Try these tips to reduce your chance of injury:

  • The screen should be perpendicular to your line of vision. Sitting in your chair, extend your arm straight forward. Your fingertips should barely touch your computer monitor. Adjust the distance if the monitor is too close or too far away.

  • Adjust the computer so your keyboard is at elbow height and you can keep your wrists straight while typing.

  • Take stretch breaks every 20 to 30 minutes.

  • Maintain a neutral position in your neck and back. Avoid hunching over or twisting to the side for long periods of time.

  • Follow the 20/20/20 rule to avoid blurred vision at the end of the day: Every 20 minutes, look away from your computer for 20 seconds at something at least 20 feet away. If your eyes feel dry during computer work, consider using rewetting drops to maintain comfort.

How to prevent smartphone-related injuries

The overuse of smartphones can lead to thumb pain, which “can be an aggravation of underlying arthritis or tendinitis from overuse of the thumbs.”

In fact, experts have coined the term “Blackberry Thumb,” as frequent emailing can lead to pain in the muscles at the base of the thumb and wrist. Try these tips to reduce your chances of injury:

  • Use a computer instead of your smartphone for emailing whenever possible, especially if you are typing a long message.

  • Use typing shortcuts on your smartphone to reduce the amount of time you spend typing a message.

  • Choose a smartphone that has a full keyboard to reduce the amount of taps you need to write a message or email.

  • Give your thumbs a break and use your other fingers when typing.

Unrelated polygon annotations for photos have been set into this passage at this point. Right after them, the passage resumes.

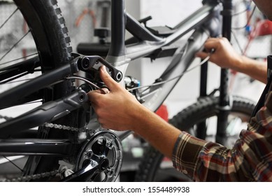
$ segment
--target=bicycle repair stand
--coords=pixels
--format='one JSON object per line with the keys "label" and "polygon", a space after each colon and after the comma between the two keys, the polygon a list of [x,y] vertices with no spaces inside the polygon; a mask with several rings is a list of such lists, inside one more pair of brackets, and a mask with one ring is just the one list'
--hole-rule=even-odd
{"label": "bicycle repair stand", "polygon": [[[208,0],[210,1],[210,0]],[[211,2],[215,3],[214,0]],[[217,1],[222,3],[223,10],[221,12],[222,15],[222,36],[231,40],[231,18],[233,10],[233,0]],[[207,96],[207,74],[208,62],[206,62],[201,67],[200,78],[200,97]],[[231,107],[231,103],[229,94],[229,70],[221,69],[220,86],[220,101],[218,105],[217,125],[215,141],[224,145],[227,139],[227,127],[228,125],[227,118]],[[196,136],[200,139],[205,139],[206,132],[203,132],[206,129],[206,121],[198,124],[196,129]]]}

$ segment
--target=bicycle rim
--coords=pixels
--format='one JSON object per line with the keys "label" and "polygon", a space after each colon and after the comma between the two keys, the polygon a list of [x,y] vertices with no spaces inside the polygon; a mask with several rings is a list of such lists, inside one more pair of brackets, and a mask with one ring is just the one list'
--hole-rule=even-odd
{"label": "bicycle rim", "polygon": [[[178,113],[169,120],[169,123],[194,135],[196,125],[206,120],[206,127],[203,130],[206,134],[206,139],[214,141],[218,102],[217,97],[201,98],[196,103]],[[254,108],[253,102],[234,97],[232,108],[228,118],[229,147],[232,146],[240,131],[246,128]],[[136,181],[192,181],[174,169],[172,161],[152,146],[147,148],[138,168],[135,176]]]}
{"label": "bicycle rim", "polygon": [[[10,78],[10,81],[5,84],[7,86],[2,88],[6,90],[29,78],[56,69],[72,58],[71,55],[72,50],[70,46],[69,37],[67,35],[68,31],[56,0],[14,0],[13,1],[14,4],[7,3],[1,5],[1,8],[8,8],[10,10],[10,15],[7,13],[6,18],[8,20],[2,22],[3,25],[0,29],[0,34],[3,32],[3,34],[5,35],[6,32],[8,32],[8,28],[11,26],[8,24],[9,23],[15,26],[13,22],[16,22],[21,25],[18,24],[20,27],[17,29],[18,37],[17,34],[14,34],[13,43],[6,49],[0,51],[1,69],[8,69],[18,62],[23,62],[33,57],[38,57],[40,66],[32,70],[34,74],[30,74],[31,71],[29,71],[24,76],[17,79]],[[5,28],[8,28],[8,30]],[[13,35],[12,33],[10,34]],[[69,81],[51,86],[45,89],[41,97],[38,97],[38,104],[57,99],[69,94],[71,90],[72,84]],[[27,107],[31,108],[31,104],[30,105]],[[23,108],[25,108],[24,106]],[[65,122],[65,125],[71,125],[71,123],[73,123],[71,119],[71,115],[70,115],[60,119],[57,123],[63,124]],[[43,127],[39,127],[34,135],[39,138],[71,136],[69,133],[63,133],[52,129],[47,130],[45,133]],[[58,167],[59,160],[59,158],[55,157],[31,157],[29,158],[27,162],[25,162],[25,157],[20,156],[20,158],[24,160],[22,162],[21,159],[17,160],[16,158],[15,160],[12,160],[13,157],[3,156],[1,159],[5,162],[3,167],[8,164],[8,169],[12,170],[15,176],[30,175],[51,171]],[[20,163],[17,163],[17,161]],[[20,165],[21,164],[22,164]],[[24,166],[24,164],[26,165]],[[6,167],[2,167],[1,169],[3,171],[5,169]],[[5,172],[8,172],[8,169],[5,170]],[[4,178],[10,175],[10,174],[1,174]],[[10,176],[13,177],[13,174]]]}

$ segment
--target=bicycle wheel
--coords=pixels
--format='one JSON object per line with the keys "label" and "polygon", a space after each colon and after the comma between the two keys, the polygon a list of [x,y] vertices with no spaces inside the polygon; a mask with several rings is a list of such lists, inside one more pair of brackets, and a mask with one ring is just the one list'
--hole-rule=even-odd
{"label": "bicycle wheel", "polygon": [[[15,63],[20,62],[24,64],[24,62],[34,57],[36,58],[36,64],[38,65],[29,68],[25,74],[14,74],[6,78],[5,82],[1,83],[1,90],[8,90],[10,87],[21,83],[22,80],[29,80],[56,69],[72,59],[72,48],[67,34],[68,30],[57,4],[56,0],[14,0],[13,3],[5,1],[1,4],[1,18],[3,18],[3,13],[6,13],[7,15],[1,20],[0,34],[3,38],[9,35],[14,39],[10,41],[13,43],[5,44],[6,49],[0,48],[1,71],[10,69]],[[8,10],[11,10],[10,14]],[[10,29],[10,27],[15,29]],[[30,74],[32,73],[34,74]],[[31,98],[31,102],[38,100],[41,104],[62,97],[69,94],[71,90],[71,82],[59,83],[43,89],[43,91],[38,93],[38,97]],[[15,110],[13,108],[11,109]],[[1,115],[3,117],[2,113]],[[5,118],[8,120],[8,118]],[[72,119],[73,114],[58,120],[57,123],[71,126],[77,120],[76,118],[73,121]],[[45,129],[41,126],[34,130],[33,135],[22,135],[20,138],[29,136],[50,139],[74,136],[69,132],[64,133],[63,131]],[[20,156],[20,160],[0,155],[1,158],[2,163],[0,165],[0,174],[4,180],[8,178],[8,176],[13,178],[52,171],[59,167],[58,161],[60,159],[56,157],[36,156],[29,157],[28,160],[25,161],[27,158],[24,156]],[[8,174],[10,171],[11,174]]]}
{"label": "bicycle wheel", "polygon": [[[206,120],[202,130],[206,139],[214,141],[213,130],[216,129],[216,119],[219,99],[215,97],[201,98],[195,104],[178,113],[169,123],[180,130],[194,134],[196,125]],[[228,144],[231,146],[238,137],[238,132],[246,128],[255,108],[253,102],[240,97],[234,97],[232,107],[228,118]],[[234,132],[236,131],[236,132]],[[173,167],[171,160],[165,158],[152,146],[148,146],[135,176],[136,181],[190,181],[191,180]]]}

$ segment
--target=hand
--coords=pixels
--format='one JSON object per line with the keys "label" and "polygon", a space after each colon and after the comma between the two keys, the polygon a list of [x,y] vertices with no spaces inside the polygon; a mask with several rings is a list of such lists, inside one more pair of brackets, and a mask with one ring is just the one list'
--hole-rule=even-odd
{"label": "hand", "polygon": [[[234,70],[238,69],[243,63],[242,56],[238,55],[226,38],[210,38],[204,45],[206,52],[199,52],[196,57],[205,59],[210,55],[210,61],[222,68],[229,68]],[[215,52],[210,54],[212,49]]]}
{"label": "hand", "polygon": [[88,93],[101,126],[115,130],[132,130],[135,123],[134,113],[140,112],[143,106],[137,99],[108,74],[104,66],[99,70],[100,77],[108,88],[106,94],[101,90]]}

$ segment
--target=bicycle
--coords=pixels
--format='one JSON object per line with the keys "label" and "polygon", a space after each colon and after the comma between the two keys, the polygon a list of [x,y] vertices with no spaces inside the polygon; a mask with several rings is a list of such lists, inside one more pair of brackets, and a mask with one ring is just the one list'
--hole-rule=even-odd
{"label": "bicycle", "polygon": [[[203,49],[206,40],[221,34],[218,27],[222,5],[226,13],[231,5],[231,1],[203,1],[202,8],[173,28],[151,28],[141,24],[146,23],[149,18],[138,22],[124,11],[124,0],[113,0],[113,38],[104,59],[100,57],[105,55],[103,50],[96,50],[95,55],[72,52],[64,20],[56,0],[13,1],[29,27],[28,32],[33,36],[37,52],[19,62],[4,63],[1,69],[1,84],[13,82],[30,73],[41,74],[0,94],[1,110],[37,101],[40,103],[22,115],[13,118],[1,116],[6,120],[0,124],[0,154],[12,165],[15,162],[8,155],[26,159],[24,165],[16,165],[19,175],[8,177],[8,174],[5,174],[3,181],[115,181],[122,167],[121,142],[131,132],[104,130],[96,121],[87,92],[103,86],[98,68],[101,64],[106,65],[116,81],[145,106],[156,111],[188,69],[195,52]],[[224,24],[230,24],[231,18],[229,15],[224,15]],[[227,26],[224,27],[223,36],[229,37]],[[133,35],[127,41],[125,29]],[[185,44],[172,45],[188,33],[192,34]],[[142,57],[155,60],[164,57],[172,57],[169,65],[154,84],[143,90],[141,90],[143,87],[138,87],[136,78],[124,74],[131,61]],[[221,130],[227,126],[229,112],[241,113],[248,120],[254,104],[233,97],[230,106],[225,82],[227,70],[222,70],[220,98],[215,98],[213,94],[207,95],[206,68],[201,66],[201,95],[205,97],[200,98],[196,105],[205,100],[211,103],[213,111],[219,106],[219,121],[224,122],[218,124]],[[76,75],[79,71],[86,73],[85,77]],[[76,86],[77,80],[85,83]],[[203,125],[206,118],[215,114],[203,112],[200,119],[191,119],[188,127],[199,122]],[[201,136],[199,134],[205,135],[205,132],[199,131],[196,136]],[[227,136],[225,132],[217,133],[217,136],[221,141]]]}

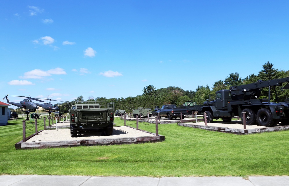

  • Use the pad of your finger to type, not the tip of your fingernail.

  • Hold the device in a vertical position to reduce the distance your thumbs must reach to key in a text message or email.  

  • Whether making a call on your cell phone or desk phone, use a hands-free option, such as Bluetooth, speakerphone or a headset. Bending your elbow for extended periods of time while talking on the phone can lead to cubital tunnel syndrome, or what orthopaedic surgeons call “cell phone elbow.”

  • If you must hold your phone to your ear, switch hands frequently.

  • Avoid holding the phone between your shoulder and your ear while you type, as this can cause neck and arm pain. Maintain good posture and neutral alignment when talking on the phone.

By following these ergonomically friendly rules, you can reduce your chances of long-term injuries that could require surgery. Luckily, Gronde says most technology-related pain is reversible through behavior modification.

“You can change your posture and patterns of use to reverse a condition,” she says.